Ces mots en exergue de Julia Kristeva - «… de plus en plus sec, précis, fuyant la séduction pour la cruauté… » - accompagnent celui qui pénètre dans le monde implacable de «La langue d’Altmann».

Dans les vingt-six textes de ce premier livre de Brian Evenson (publié en 1994 et brillamment traduit par Claro en 2014), les personnages poussent la violence absurde, physique ou verbale, la perversion et la folie fanatique dans ses retranchements ultimes, agissant à contresens de tout code moral, et sans en général, ne susciter ni émotion forte ni révolte chez les protagonistes, à l’encontre de tous les attendus.

De «Elle : ses autres corps.

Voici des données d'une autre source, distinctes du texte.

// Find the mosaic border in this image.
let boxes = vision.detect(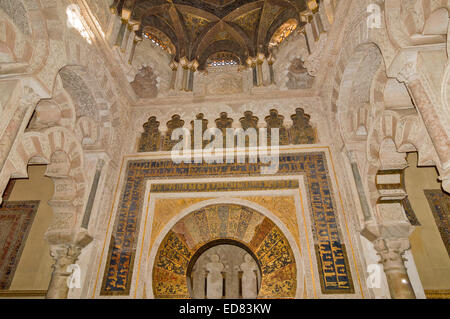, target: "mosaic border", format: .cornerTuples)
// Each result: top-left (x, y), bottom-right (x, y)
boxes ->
(100, 151), (354, 296)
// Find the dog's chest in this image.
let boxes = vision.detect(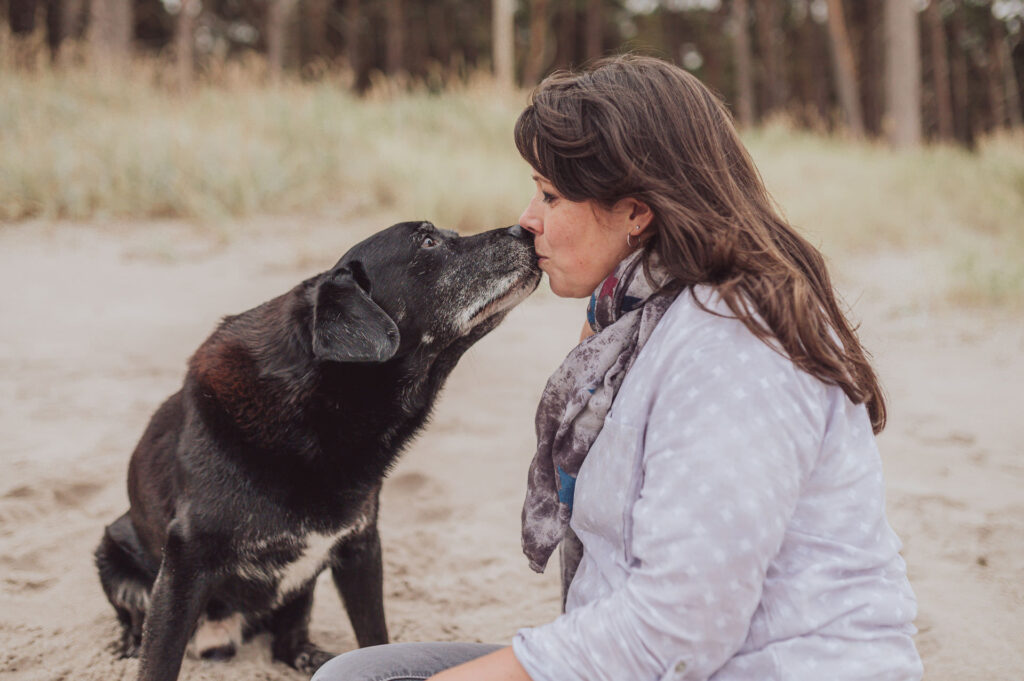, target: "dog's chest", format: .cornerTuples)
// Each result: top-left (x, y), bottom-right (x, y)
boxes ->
(239, 522), (366, 603)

Un récit de voyage», fuite hallucinée et sanglante d’un tueur psychopathe au volant de son camion, sur les routes des États de l’Ouest américain, à «La fenêtre de Munich. Une persécution» où un père, dans un registre qui rappelle Franz Kafka ou Thomas Bernhard, use envers sa fille du langage comme une arme d’une perversion et d’une précision sans faille, en passant par cette trilogie - «Le vide», «Une mort lente» et «Extermination» -, l’attente d’un groupe d’hommes retranchés dans un fort qui suivent les ordres absurdes d’un chef invisible, une histoire aux accents de Volodine qui allie l’horreur à l’humour, Brian Evenson explore jusqu'à l’extrême et dans des directions multiples, la violence nue, gratuite et sans échappatoire, avec des personnages souvent impassibles, sans remords et sans émotions, qui ne laissent au lecteur aucun autre choix que celui d’être puissamment ébranlé.

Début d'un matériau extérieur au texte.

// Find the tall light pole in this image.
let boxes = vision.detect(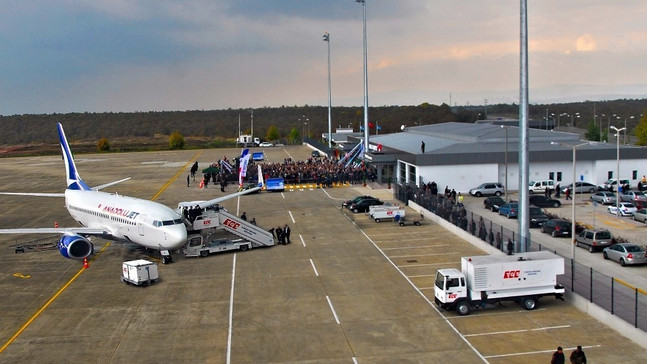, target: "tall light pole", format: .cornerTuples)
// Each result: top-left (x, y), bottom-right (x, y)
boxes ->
(551, 142), (591, 261)
(501, 125), (509, 202)
(324, 32), (332, 148)
(609, 125), (627, 219)
(355, 0), (368, 155)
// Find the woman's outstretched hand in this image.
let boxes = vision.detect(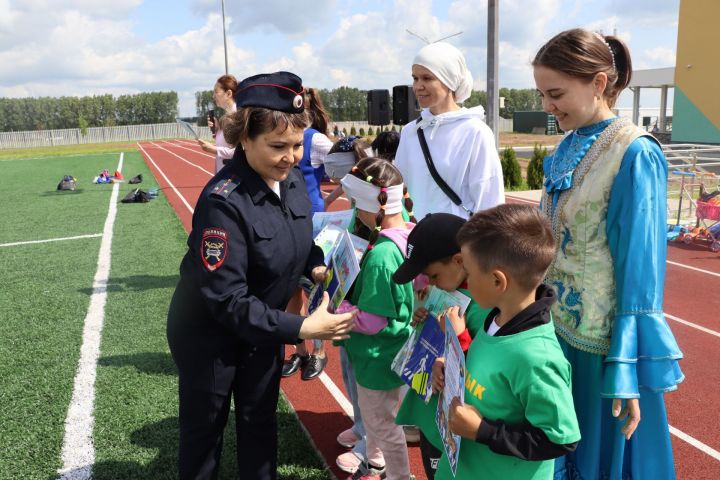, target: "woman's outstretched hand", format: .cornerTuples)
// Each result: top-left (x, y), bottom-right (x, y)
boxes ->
(299, 292), (357, 340)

«Le suicide de la mère comme la tentative de suicide de la fille avaient été accomplis sans la moindre once de «désintéressement» – élément le plus indispensable à tout suicide esthétiquement réussi. Ma fille s’était jetée par la fenêtre (la première fois, pas la seconde) par pure méchanceté, pour me forcer à me soumettre à sa volonté, pour me forcer à venir la voir à Munich. Elle s’était dit qu’après cette démonstration excessive je n’aurais pas le choix. Bien sûr, entre nous, une simple tentative de suicide ne suffit pas à ébranler un homme de ma trempe. Une simple tentative de suicide est une occurrence quotidienne pour un homme de ma trempe, indigne du moindre intérêt que ce soit – en particulier quand ladite tentative poursuit le but unique de me manipuler, ce qui était certainement son cas. Je n’allais pas me laisser berner par de telles ruses de novice, lui écrivis-je. Je lui écrivis qu’elle déshonorait grandement sa mère en feignant de vouloir se suicider, au lieu de le faire pour de bon. Je l’encourageai à considérer l’acte de se suicider avec autant de sérieux que l’avait fait sa mère.» (La fenêtre de Munich – Une persécution)

«Utah.
Il passa la frontière, s’enfonça dans les étendues désertes du nord de l’Utah. Au bout de cinq kilomètres, il tua sa première, lui défonça les yeux avec son démonte-pneu. À l’arrière de sa camionnette, il lui grava trente-cinq étoiles dans le dos, par rangées de sept et de huit. Entamer la peau au canif n’était pas facile, trouva-t-il, ça posait des problèmes très différents du chêne et du pin. Il bâcla ses premières tentatives, recommença sur ses cuisses.» (Elle : ses autres corps. Un récit de voyage)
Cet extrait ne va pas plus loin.